The return of this money to the charge of Singapore’s Taoist community has been a long time coming.
In 1991, the land on which sat the 100-year-old Kew Thian Neo Neo Temple in Balestier Road was sold for a tenth of its value - $132,000 - after three of its four property trustees accepted nearly $1 million in bribes from its buyers.
It was torn down soon after.
Two years later, the three trustees were found out, charged, and sent to jail.
The buyers, a businessman and his son, were spared jail time for their testimony, but were slapped with $6.3 million in fines.
More than 10 years later, the Attorney-General’s Chambers has decided to stop waiting for them to pay up the fine.
The businessman died in 2004, the same year his building supplies company closed down. His son declared himself bankrupt a year later.
Of the fine, father and son coughed up $952,000. Another $147,000 was recovered from the corrupt trio, rounding up the sum to $1.1 million.

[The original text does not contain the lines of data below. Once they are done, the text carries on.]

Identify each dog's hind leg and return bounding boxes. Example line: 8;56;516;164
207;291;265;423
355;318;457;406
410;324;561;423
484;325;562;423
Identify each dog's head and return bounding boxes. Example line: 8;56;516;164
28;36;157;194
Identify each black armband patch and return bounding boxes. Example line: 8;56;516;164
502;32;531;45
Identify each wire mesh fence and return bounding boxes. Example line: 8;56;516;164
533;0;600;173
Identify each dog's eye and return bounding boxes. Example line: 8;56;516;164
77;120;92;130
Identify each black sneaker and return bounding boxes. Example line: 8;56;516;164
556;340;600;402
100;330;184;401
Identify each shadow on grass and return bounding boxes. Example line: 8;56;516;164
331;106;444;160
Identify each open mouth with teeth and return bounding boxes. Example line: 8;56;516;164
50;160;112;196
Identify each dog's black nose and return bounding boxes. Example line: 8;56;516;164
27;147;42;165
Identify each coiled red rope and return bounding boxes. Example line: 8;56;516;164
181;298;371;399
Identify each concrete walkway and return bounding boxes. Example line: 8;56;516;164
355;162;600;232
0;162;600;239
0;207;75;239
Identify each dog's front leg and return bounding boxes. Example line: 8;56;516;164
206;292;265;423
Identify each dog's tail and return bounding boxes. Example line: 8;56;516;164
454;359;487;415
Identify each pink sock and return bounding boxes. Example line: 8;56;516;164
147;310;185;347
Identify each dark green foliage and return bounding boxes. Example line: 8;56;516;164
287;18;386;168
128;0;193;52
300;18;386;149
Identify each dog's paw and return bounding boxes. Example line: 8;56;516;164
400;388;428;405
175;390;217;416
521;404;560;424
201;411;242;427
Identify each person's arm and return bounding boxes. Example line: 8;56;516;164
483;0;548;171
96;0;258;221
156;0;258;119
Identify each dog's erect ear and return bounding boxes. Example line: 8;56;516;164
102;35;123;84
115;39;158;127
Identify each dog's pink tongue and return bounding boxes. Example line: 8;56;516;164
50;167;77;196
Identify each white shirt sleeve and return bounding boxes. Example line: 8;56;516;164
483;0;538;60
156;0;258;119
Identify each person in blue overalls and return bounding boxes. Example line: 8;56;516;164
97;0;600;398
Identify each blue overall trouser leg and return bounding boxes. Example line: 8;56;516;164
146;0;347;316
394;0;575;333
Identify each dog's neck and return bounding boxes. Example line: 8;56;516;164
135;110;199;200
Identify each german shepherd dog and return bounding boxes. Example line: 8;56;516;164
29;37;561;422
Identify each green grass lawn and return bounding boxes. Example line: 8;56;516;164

The federation has appointed three new trustees to manage the money.
Unlike their predecessors, Mr Lim Chwee Kim, Mr Tan Tee San and Madam Maih Lan Ying hold respected positions in the Chinese community. They also come with years of experience in charity work.
Said Madam Maih, who has given away millions privately in the last 60 years: ‘This is the public’s money now. There will be strict controls and checks to ensure that every cent will go to a good and deserving cause.’
The Taoist Federation is not new to managing large amounts of money.
In 2004, it was appointed by the courts to handle $250,000 that came out of a legal tussle between the trustees of another temple - the Kew Ong Yah Temple in Upper Serangoon Road.
Currently, another $1.2 million of the temple’s funds is being held by the Public Trustee. That money is expected to be handed to the Taoist Federation for safekeeping, too.
FUND WILL BE PUT TO GOOD USE
‘This is the public’s money now. There will be strict controls and checks to ensure that every single cent will go to a good and deserving cause.’